Not surprisingly then most medical stories are of the breakthrough variety. This applies not only to treatments but also to screening programs. One of the best ways to spin any finding is to use relative rather than absolute changes. A reduction in heart attacks from 1% to 0.75% can be presented as a 25% reduction (in relative terms) or a 0.25% reduction (in real terms).

There are no prizes for guessing which one is used.

Screening programs will take the credit for significant improvements in outcomes for assorted diseases. Those who make the most noise usually stand to benefit from more funding if they can claim that what they are doing makes a big difference. So clearly there is incentive to spin numbers to your advantage.

It gets more intriguing.

Changed laws now mean that payments to doctors are made public. If a doctor claims that a particular treatment is worthwhile we can see whether or not they have been paid by the manufacturer, and how much. This does not mean that they are saying anything they do not believe to be true or that they are ‘”spruikers” but it does mean that they are not independent. To go further, they may be 100% correct in what they say. Being paid does not of itself make you wrong.

However it is useful for the rest of us to know all the facts.

Whilst doctors are, rightly, subject to greater scrutiny, charities and advocacy groups are not.
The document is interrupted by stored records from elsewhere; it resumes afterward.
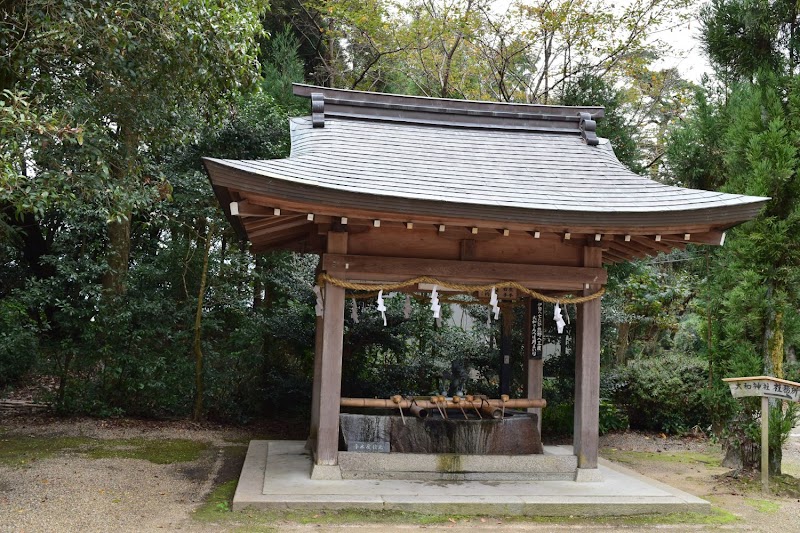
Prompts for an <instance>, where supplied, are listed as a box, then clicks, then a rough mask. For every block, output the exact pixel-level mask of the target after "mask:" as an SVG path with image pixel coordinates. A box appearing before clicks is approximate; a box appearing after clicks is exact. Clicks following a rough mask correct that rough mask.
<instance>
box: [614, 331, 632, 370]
mask: <svg viewBox="0 0 800 533" xmlns="http://www.w3.org/2000/svg"><path fill="white" fill-rule="evenodd" d="M617 331H618V336H617V354H616V355H617V357H616V360H617V365H620V366H621V365H624V364H625V361H626V360H627V352H628V344H629V343H630V331H631V324H630V322H621V323H620V324H618V325H617Z"/></svg>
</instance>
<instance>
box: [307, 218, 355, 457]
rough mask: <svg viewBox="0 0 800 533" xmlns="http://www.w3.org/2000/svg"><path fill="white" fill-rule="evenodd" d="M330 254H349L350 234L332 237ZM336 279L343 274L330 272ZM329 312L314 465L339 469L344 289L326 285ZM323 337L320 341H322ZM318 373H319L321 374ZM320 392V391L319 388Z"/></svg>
mask: <svg viewBox="0 0 800 533" xmlns="http://www.w3.org/2000/svg"><path fill="white" fill-rule="evenodd" d="M328 252H330V253H338V254H343V253H347V233H344V232H329V233H328ZM329 274H331V275H333V276H343V272H336V271H330V272H329ZM324 300H325V310H324V312H323V317H322V335H321V340H322V343H321V344H322V346H321V350H320V354H319V355H320V358H319V359H320V361H319V365H317V363H316V361H315V365H314V366H315V368H314V370H315V374H316V375H315V382H317V381H318V382H319V392H318V394H317V398H316V406H315V407H313V408H312V417H313V416H314V410H316V412H317V413H318V414H317V420H316V431H315V430H314V429H313V428H312V430H311V432H312V434H315V435H316V447H315V453H314V463H315V464H317V465H335V464H337V463H338V459H339V400H340V398H341V392H342V341H343V338H342V336H343V334H344V300H345V298H344V289H343V288H341V287H336V286H334V285H331V284H330V283H328V284H326V285H325V292H324ZM319 338H320V337H318V339H319ZM317 371H318V373H317ZM315 388H316V387H315Z"/></svg>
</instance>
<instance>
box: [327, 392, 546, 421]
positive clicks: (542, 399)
mask: <svg viewBox="0 0 800 533" xmlns="http://www.w3.org/2000/svg"><path fill="white" fill-rule="evenodd" d="M339 404H340V405H341V406H342V407H369V408H373V409H397V408H401V409H412V413H414V414H415V415H417V416H420V418H424V417H425V416H427V413H426V414H425V415H422V416H421V415H418V414H417V413H415V412H414V410H415V409H420V410H426V409H458V408H459V407H465V408H469V409H477V410H481V412H482V414H486V415H488V416H490V417H491V418H500V417H501V416H502V412H501V413H500V414H499V415H497V414H496V413H495V412H496V411H498V410H499V411H502V409H503V408H505V409H528V408H543V407H546V406H547V400H544V399H542V398H531V399H528V398H513V399H511V398H510V399H508V400H506V401H503V400H502V399H487V398H480V397H478V398H475V397H470V396H466V397H464V398H460V397H458V396H456V397H454V398H445V397H443V396H432V397H431V399H430V400H409V399H406V398H402V397H401V396H393V397H392V398H389V399H382V398H342V399H341V400H340V402H339ZM483 408H485V409H486V410H485V412H484V411H483V410H482V409H483Z"/></svg>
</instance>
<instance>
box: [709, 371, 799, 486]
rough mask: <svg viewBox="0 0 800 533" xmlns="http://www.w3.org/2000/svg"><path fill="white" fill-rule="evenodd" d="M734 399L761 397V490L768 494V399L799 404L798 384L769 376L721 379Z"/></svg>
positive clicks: (768, 412) (768, 419) (727, 378)
mask: <svg viewBox="0 0 800 533" xmlns="http://www.w3.org/2000/svg"><path fill="white" fill-rule="evenodd" d="M722 381H724V382H725V383H727V384H728V386H729V387H730V389H731V394H732V395H733V397H734V398H745V397H748V396H760V397H761V488H762V489H763V491H764V492H769V399H770V398H773V399H775V400H781V401H788V402H800V383H795V382H794V381H787V380H785V379H779V378H773V377H771V376H750V377H742V378H723V380H722Z"/></svg>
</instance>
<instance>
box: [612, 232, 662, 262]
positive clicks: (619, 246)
mask: <svg viewBox="0 0 800 533" xmlns="http://www.w3.org/2000/svg"><path fill="white" fill-rule="evenodd" d="M631 239H633V236H631ZM605 245H606V246H608V248H609V249H610V250H616V251H618V252H620V253H624V254H625V256H626V257H638V258H644V257H650V256H653V255H656V254H658V250H655V249H653V248H650V247H648V246H646V245H643V244H640V243H638V242H635V241H633V240H630V241H625V240H624V238H623V237H616V238H615V239H614V240H613V241H609V242H606V243H605Z"/></svg>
A paper in the New England Journal of medicine found 83% of 104 large patient-advocacy organisations received financial support from drug, device, and biotechnology companies, and industry executives often serve on governing boards.

This is a staggeringly high figure. These groups are rarely questioned because we falsely believe that a “not for profit” organisation is somehow morally superior to one which is for profit. Both seek to make money. The only difference is how it is distributed. Some not for profit groups make enormous profits. But they retain it or pay it out in ways other than dividends.

Public health academics also seek to take the moral high ground. Yet they are constantly seeking funding of their pet projects whether or not these projects are in the “greater good” or not.

And herein lies the biggest problem. Increasingly medicine is dominated by academics creating guidelines. They also tend to dominate public policy debates.

There is an intrinsic clash between this and the day-to-day practice of medicine.

This has always puzzled me.

But I have finally found a brilliant explanation of the clash of cultures between medicine and public health. John Slater writing in The Spectator summed it up “Its important to understand that unlike medicine, which treats individuals based on symptoms, the study of public health is predicated on using the machinery of the state to provide blanket solutions to health problems from the macro standpoint of society as a whole. Accordingly, public health ‘experts’ have every incentive to bolster their own power and relevance by proposing far reaching tax and spend policies aimed at re-engineering a healthier purer society”.

Macro approaches worked for epidemics of infectious diseases in the early 20th century but do not work for lifestyle related conditions like type two diabetes, obesity or even heart disease. Thus the public health, one-size fits all models have failed. And that is before one recalls that much of their advice (like eat low fat) is wrong.

So the bad news is that there is much to fix in the disease (health) systems worldwide. The good news is that the better informed you are the better you are placed to make decisions that work for you.